[Bioperl-l] Re: GO dbxrefs in swissprot

Tue Jul 6 15:17:10 EDT 2004

On Jul 6, 2004, at 6:14 AM, Andreas Henschel wrote:

> Sorry for having bothered you with versioning, I simply trusted the 
> biosql installation instructions that claimed a patched 1.2.1 would 
> do.

Sorry - the documentation needs to be updated.

> What still puzzles me is the size of the database: starting with a 
> 543MB flatfile, the first run (with the faulty parser) gave me 600MB 
> database and 9100 GO annotations. After the rerun with 
> load_seqdatabase (...) --lookup --remove  I get 1.1GB database but 
> only 5100 GO annotations in the dbxref table. Is this due to the 
> normalization?

I'm confused. Did you start with a scratch biosql instance, or did you 
re-use the one loaded with swissprot before?
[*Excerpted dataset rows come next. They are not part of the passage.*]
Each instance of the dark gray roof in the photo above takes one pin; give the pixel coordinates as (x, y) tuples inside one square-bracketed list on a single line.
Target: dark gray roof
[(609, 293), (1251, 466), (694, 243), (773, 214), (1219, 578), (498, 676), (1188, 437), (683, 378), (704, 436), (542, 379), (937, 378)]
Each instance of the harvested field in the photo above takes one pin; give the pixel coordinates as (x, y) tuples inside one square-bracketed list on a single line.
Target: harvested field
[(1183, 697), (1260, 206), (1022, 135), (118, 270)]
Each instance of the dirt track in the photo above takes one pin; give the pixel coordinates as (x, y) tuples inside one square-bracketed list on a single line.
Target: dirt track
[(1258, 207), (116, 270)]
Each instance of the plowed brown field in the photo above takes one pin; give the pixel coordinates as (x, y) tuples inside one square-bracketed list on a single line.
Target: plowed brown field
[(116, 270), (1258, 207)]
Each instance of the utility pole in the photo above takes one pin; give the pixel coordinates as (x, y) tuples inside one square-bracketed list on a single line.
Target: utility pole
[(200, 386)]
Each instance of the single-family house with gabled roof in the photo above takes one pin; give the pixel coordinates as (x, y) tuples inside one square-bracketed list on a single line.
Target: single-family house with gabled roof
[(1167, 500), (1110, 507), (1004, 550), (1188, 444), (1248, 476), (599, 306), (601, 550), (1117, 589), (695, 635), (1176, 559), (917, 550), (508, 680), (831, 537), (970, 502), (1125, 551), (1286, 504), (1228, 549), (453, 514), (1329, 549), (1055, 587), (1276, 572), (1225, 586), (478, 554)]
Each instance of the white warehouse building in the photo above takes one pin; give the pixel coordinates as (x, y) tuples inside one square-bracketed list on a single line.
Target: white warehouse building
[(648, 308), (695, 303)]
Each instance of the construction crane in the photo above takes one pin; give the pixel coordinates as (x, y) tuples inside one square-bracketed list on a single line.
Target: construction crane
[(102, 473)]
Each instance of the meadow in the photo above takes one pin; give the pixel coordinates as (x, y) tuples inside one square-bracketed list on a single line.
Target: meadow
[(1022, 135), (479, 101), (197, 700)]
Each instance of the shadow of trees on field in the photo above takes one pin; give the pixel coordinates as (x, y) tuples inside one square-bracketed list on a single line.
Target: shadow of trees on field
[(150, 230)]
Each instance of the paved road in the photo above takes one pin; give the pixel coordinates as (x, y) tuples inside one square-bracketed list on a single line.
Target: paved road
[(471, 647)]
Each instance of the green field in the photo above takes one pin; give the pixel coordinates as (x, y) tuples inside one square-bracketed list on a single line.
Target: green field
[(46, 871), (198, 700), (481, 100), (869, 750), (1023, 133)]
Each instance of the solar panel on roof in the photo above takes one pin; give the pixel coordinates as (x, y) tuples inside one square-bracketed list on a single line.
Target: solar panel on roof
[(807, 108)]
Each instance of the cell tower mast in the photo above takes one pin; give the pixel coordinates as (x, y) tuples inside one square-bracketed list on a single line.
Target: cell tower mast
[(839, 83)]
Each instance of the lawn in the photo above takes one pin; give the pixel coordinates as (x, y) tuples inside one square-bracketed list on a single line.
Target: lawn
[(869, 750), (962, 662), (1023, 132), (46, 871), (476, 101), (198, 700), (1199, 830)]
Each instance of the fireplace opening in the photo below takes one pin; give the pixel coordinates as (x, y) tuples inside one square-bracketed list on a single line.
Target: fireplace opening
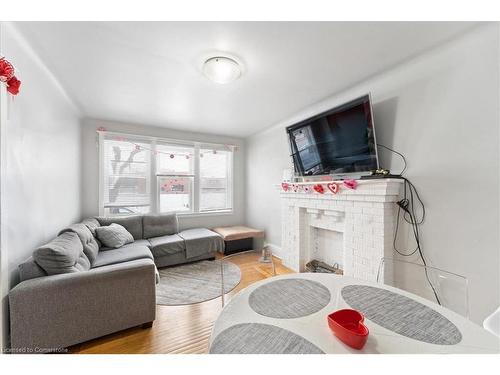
[(327, 250)]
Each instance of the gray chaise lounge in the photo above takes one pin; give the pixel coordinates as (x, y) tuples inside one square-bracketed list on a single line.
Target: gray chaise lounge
[(73, 290)]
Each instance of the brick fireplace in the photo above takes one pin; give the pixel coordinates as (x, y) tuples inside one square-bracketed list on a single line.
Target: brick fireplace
[(354, 228)]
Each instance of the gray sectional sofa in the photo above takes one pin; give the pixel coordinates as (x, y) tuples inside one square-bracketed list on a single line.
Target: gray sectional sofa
[(73, 289)]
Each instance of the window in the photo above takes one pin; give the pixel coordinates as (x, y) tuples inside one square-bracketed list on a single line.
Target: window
[(144, 174), (214, 180), (175, 166), (126, 178)]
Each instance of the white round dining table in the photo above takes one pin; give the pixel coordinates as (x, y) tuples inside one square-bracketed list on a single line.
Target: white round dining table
[(314, 327)]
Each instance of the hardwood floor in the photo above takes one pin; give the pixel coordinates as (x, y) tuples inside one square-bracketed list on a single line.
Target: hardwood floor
[(180, 329)]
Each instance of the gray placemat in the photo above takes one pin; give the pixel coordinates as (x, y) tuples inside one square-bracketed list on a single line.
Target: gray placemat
[(289, 298), (257, 338), (402, 315)]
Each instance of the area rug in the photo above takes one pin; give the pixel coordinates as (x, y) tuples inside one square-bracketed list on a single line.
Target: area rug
[(195, 282)]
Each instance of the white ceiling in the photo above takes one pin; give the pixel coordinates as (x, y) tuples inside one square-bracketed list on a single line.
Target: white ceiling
[(149, 72)]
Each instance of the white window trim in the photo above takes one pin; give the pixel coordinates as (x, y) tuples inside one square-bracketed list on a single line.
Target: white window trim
[(155, 204)]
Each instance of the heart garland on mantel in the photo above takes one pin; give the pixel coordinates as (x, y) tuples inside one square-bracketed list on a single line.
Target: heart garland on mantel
[(319, 188), (333, 187)]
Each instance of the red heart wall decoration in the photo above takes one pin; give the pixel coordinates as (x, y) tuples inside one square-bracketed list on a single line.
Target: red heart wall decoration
[(319, 188), (333, 187)]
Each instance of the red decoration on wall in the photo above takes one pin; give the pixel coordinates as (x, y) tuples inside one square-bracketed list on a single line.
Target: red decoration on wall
[(319, 188), (6, 70), (13, 85), (7, 76), (333, 187)]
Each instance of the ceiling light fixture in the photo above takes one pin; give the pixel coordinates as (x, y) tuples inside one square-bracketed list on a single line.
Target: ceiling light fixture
[(222, 69)]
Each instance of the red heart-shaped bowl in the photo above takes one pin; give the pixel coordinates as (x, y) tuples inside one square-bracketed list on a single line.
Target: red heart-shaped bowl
[(348, 326)]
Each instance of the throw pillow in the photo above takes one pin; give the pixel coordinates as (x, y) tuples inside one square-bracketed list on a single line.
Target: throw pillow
[(114, 235)]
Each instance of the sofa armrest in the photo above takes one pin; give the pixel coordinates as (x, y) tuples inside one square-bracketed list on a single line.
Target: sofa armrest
[(54, 312)]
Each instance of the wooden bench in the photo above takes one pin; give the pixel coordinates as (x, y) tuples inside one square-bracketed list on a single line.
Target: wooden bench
[(238, 238)]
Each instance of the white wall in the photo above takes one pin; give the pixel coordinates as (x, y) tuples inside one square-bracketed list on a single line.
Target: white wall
[(90, 166), (442, 111), (42, 165)]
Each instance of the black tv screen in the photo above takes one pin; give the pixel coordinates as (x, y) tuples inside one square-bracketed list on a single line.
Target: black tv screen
[(341, 140)]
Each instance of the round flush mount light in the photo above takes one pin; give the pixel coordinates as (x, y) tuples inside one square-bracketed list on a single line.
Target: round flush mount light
[(221, 69)]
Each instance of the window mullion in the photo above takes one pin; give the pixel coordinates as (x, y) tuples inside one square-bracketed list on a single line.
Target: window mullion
[(196, 179), (154, 191)]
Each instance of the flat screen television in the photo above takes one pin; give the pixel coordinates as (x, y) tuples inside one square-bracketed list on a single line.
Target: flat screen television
[(336, 142)]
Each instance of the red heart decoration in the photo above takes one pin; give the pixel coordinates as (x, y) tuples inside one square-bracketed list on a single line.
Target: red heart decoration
[(333, 187), (319, 188), (348, 326)]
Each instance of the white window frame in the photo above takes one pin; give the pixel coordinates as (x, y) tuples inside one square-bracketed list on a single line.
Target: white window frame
[(154, 189)]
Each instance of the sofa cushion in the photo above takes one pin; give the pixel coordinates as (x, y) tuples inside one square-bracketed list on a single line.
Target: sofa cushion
[(122, 254), (160, 225), (200, 241), (135, 243), (114, 235), (64, 254), (166, 245), (89, 243), (92, 224), (30, 270), (132, 224)]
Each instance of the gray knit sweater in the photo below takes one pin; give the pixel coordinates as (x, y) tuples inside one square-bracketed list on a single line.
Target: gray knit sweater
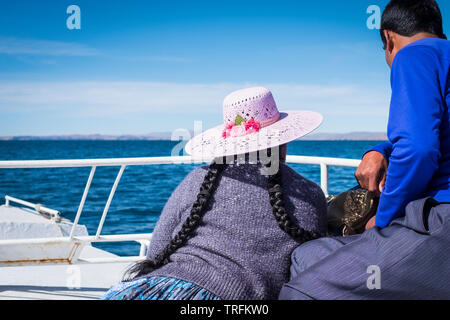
[(238, 252)]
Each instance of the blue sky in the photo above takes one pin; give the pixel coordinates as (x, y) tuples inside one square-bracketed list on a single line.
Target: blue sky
[(143, 66)]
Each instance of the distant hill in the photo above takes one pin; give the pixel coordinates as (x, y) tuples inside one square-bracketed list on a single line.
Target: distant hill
[(353, 136)]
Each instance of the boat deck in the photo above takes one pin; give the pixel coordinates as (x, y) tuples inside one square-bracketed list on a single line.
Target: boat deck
[(61, 282)]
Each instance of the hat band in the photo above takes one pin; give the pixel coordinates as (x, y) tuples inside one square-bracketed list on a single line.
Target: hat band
[(246, 128)]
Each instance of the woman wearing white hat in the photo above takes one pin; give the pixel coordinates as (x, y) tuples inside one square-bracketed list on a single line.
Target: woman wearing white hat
[(233, 239)]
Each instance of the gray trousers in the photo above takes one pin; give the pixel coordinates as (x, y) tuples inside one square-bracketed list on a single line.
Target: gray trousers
[(410, 259)]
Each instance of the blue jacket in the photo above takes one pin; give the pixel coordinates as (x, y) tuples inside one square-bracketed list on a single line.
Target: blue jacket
[(418, 150)]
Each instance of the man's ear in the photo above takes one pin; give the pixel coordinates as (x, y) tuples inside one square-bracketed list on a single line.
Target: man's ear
[(389, 40)]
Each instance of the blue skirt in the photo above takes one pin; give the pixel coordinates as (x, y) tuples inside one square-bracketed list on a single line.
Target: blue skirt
[(158, 288)]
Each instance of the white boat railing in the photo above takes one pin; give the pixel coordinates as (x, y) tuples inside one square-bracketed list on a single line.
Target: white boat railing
[(143, 239)]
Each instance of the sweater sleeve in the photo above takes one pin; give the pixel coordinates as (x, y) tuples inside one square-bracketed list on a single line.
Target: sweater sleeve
[(384, 148), (180, 201), (413, 130)]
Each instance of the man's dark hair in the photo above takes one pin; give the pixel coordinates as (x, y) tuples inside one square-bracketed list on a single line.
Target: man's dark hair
[(409, 17)]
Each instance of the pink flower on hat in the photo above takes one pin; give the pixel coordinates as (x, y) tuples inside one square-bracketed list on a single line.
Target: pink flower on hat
[(245, 128)]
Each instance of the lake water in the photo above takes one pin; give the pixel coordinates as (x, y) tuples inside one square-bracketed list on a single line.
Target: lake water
[(143, 190)]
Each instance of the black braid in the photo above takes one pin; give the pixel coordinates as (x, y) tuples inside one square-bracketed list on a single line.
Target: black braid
[(198, 210), (283, 218)]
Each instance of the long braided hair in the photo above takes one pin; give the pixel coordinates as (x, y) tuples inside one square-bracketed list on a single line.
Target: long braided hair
[(200, 207)]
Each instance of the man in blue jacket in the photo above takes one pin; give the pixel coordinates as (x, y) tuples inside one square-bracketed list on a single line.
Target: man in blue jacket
[(404, 254)]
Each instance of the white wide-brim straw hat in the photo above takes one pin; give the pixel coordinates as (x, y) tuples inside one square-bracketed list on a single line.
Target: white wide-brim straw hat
[(252, 123)]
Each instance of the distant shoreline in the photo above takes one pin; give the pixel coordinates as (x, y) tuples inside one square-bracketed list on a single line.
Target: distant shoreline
[(352, 136)]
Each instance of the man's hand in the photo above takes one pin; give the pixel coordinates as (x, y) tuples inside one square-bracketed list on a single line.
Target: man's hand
[(371, 173)]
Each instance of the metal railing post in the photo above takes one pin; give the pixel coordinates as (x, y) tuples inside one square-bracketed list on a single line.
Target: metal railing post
[(83, 199), (324, 178), (111, 195)]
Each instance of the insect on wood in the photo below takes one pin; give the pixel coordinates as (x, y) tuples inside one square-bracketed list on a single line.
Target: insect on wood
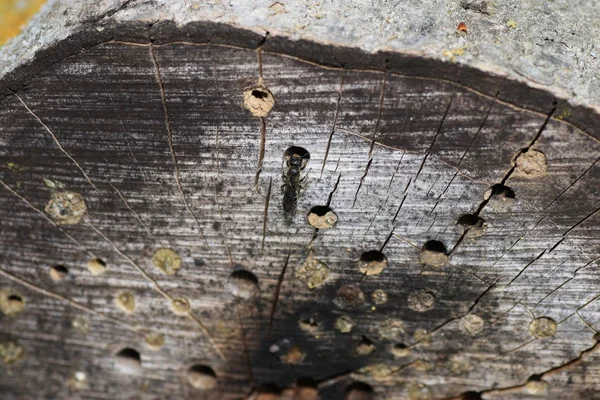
[(294, 161)]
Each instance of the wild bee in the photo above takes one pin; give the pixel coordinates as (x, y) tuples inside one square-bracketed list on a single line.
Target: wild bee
[(294, 161)]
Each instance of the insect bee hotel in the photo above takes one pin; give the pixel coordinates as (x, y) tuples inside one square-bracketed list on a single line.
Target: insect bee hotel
[(300, 201)]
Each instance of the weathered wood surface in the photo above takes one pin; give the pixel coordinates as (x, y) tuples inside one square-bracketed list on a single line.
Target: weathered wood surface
[(156, 139)]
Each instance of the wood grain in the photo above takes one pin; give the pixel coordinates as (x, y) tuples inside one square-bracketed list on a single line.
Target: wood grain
[(157, 141)]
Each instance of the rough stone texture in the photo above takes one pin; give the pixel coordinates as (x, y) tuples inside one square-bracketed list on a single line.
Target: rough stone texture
[(155, 138)]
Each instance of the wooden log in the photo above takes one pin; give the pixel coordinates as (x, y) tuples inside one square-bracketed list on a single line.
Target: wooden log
[(441, 240)]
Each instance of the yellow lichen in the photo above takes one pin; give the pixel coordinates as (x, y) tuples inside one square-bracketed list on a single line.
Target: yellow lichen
[(14, 14)]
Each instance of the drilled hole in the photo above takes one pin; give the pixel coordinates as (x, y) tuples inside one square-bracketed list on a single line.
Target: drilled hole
[(259, 94), (471, 225), (372, 262), (292, 154), (96, 266), (202, 377), (359, 391), (433, 253), (400, 350), (307, 382), (269, 388), (322, 217), (58, 272), (128, 361), (365, 346), (501, 190), (243, 284), (470, 396)]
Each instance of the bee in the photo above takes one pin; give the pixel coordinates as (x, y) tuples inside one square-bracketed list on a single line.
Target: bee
[(295, 160)]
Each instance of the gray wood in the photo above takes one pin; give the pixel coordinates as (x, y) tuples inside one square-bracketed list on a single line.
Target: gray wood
[(155, 137)]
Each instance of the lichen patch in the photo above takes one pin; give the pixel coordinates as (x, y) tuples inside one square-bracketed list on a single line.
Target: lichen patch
[(154, 340), (11, 302), (379, 297), (322, 217), (81, 325), (66, 208), (372, 262), (166, 260), (542, 327), (312, 272), (344, 324), (471, 324), (11, 352), (125, 301), (421, 300), (530, 164), (419, 391), (96, 266), (180, 306)]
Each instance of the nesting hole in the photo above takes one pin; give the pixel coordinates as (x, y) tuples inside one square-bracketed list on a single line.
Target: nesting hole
[(268, 388), (258, 100), (471, 396), (500, 197), (298, 151), (359, 391), (305, 381), (365, 346), (58, 272), (471, 225), (128, 361), (400, 350), (372, 262), (243, 284), (503, 191), (322, 217), (202, 377), (260, 94), (434, 253)]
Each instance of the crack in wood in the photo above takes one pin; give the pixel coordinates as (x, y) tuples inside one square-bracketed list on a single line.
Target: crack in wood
[(266, 213), (73, 303), (261, 151), (163, 99), (137, 216), (57, 142), (485, 118), (335, 118), (435, 136), (277, 292), (362, 178)]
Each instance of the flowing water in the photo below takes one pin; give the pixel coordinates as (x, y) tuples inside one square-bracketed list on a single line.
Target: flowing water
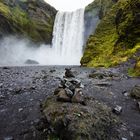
[(66, 48)]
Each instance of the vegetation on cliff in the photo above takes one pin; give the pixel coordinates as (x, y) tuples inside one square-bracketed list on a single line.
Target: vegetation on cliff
[(117, 37), (31, 19)]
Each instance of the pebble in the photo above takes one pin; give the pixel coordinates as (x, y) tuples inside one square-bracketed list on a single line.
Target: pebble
[(1, 84), (20, 109), (131, 134), (124, 139), (138, 105), (125, 93), (117, 110), (69, 92), (9, 138)]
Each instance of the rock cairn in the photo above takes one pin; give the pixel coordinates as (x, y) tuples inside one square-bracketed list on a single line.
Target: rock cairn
[(70, 89)]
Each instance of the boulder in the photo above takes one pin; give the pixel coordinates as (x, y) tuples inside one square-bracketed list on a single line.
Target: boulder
[(78, 96), (62, 96), (69, 73), (32, 62), (72, 121), (135, 92)]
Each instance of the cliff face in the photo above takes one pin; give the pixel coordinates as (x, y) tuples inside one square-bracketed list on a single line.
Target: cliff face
[(117, 36), (94, 12), (31, 19)]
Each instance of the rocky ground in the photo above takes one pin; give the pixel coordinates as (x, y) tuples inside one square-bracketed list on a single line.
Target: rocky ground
[(22, 90)]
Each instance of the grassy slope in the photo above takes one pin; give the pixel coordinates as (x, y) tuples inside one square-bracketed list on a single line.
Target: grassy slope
[(117, 36)]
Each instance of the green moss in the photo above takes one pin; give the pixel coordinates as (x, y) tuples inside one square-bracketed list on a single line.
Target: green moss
[(115, 38)]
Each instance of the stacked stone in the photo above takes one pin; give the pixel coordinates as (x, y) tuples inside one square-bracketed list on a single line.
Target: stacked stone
[(70, 90)]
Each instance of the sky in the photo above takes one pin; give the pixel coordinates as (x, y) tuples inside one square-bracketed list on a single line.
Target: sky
[(68, 5)]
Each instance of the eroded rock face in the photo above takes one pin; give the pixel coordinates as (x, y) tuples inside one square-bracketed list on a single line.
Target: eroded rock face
[(73, 121), (33, 19)]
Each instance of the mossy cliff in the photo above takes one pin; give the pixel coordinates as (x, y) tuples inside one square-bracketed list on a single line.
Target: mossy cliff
[(31, 19), (117, 36)]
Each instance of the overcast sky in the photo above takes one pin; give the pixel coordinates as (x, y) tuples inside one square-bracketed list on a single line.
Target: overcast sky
[(68, 5)]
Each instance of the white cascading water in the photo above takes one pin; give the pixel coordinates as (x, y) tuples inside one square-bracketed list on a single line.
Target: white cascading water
[(66, 48), (68, 37)]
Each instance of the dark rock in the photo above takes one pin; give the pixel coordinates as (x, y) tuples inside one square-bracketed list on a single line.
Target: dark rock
[(117, 110), (9, 138), (125, 93), (135, 92), (104, 84), (70, 86), (97, 75), (63, 97), (52, 71), (69, 73), (69, 92), (29, 61), (57, 90), (124, 139), (69, 121), (78, 97), (138, 105)]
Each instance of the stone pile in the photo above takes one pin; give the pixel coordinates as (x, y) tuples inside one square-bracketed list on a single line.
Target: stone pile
[(70, 90)]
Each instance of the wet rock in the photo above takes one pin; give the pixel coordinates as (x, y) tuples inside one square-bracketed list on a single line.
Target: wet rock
[(20, 109), (69, 92), (70, 86), (124, 139), (1, 84), (135, 92), (104, 84), (117, 110), (125, 93), (18, 90), (57, 90), (78, 96), (62, 96), (2, 98), (5, 68), (30, 61), (9, 138), (97, 75), (69, 73), (52, 71), (138, 104), (77, 122)]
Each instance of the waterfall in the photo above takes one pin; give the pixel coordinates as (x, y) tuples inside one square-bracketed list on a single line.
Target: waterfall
[(66, 48), (68, 37)]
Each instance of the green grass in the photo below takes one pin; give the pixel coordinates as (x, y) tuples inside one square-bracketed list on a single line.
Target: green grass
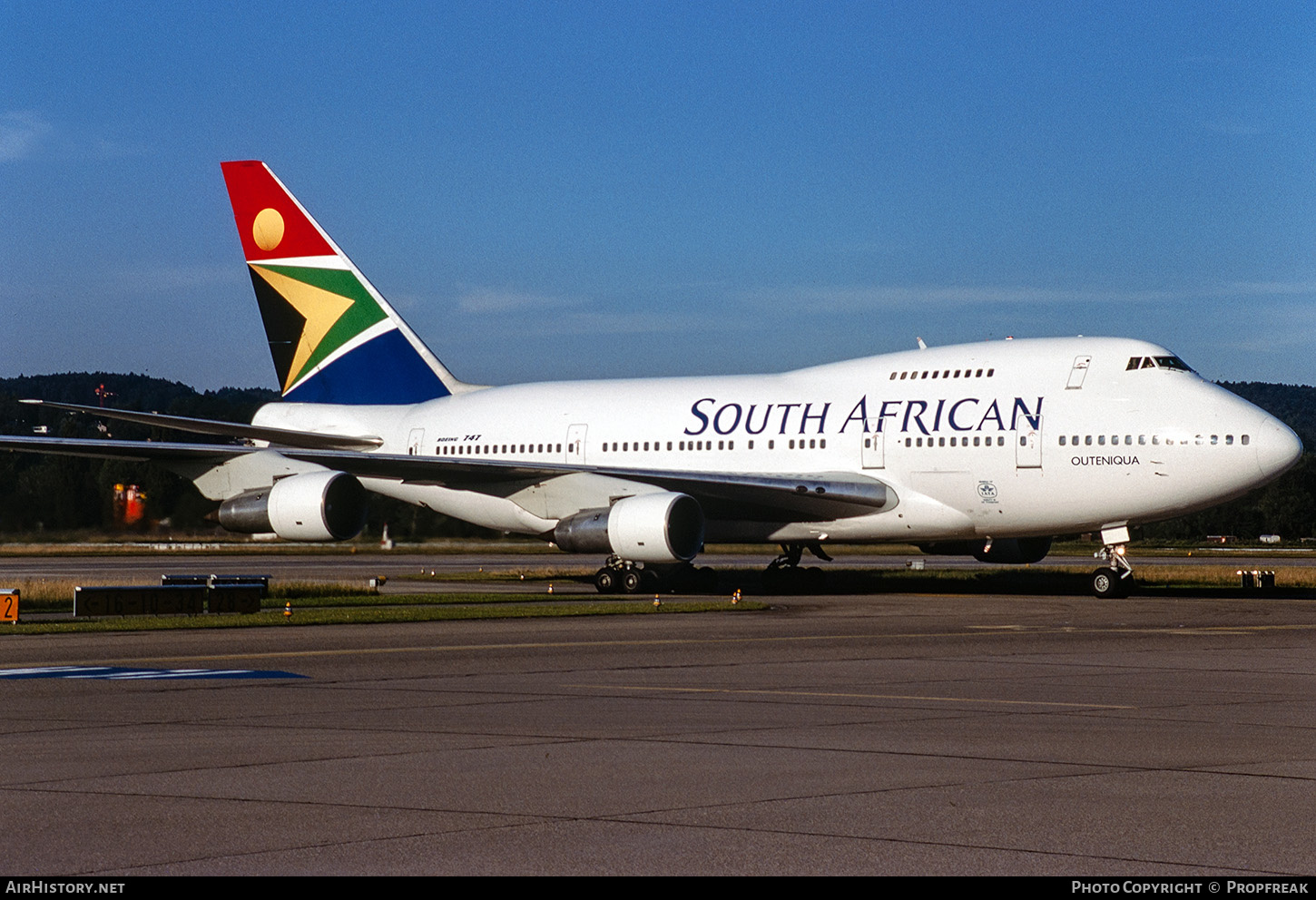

If re-loading an existing one, the number of rows in dbxref should 
*not* go down, regardless of what you do to bioentries. The number of 
rows in the association table bioentry_dbxref will be affected though.

Did you do a grep on the GO dbxrefs in the swissprot files followed by 
sort unique? How many did you get? You should have at least as many 
rows in dbxref.

If you find a discrepancy, i.e., if you can identify a GO dbxref that's 
present in your swissprot file but not in the database, check out an 
entry that is (or should be) associated with that dbxref.

> Is there a full list of parseable databases (GenBank, EMBL, ENSEMBL?, 
> PDB? etc) and the resp. place to download?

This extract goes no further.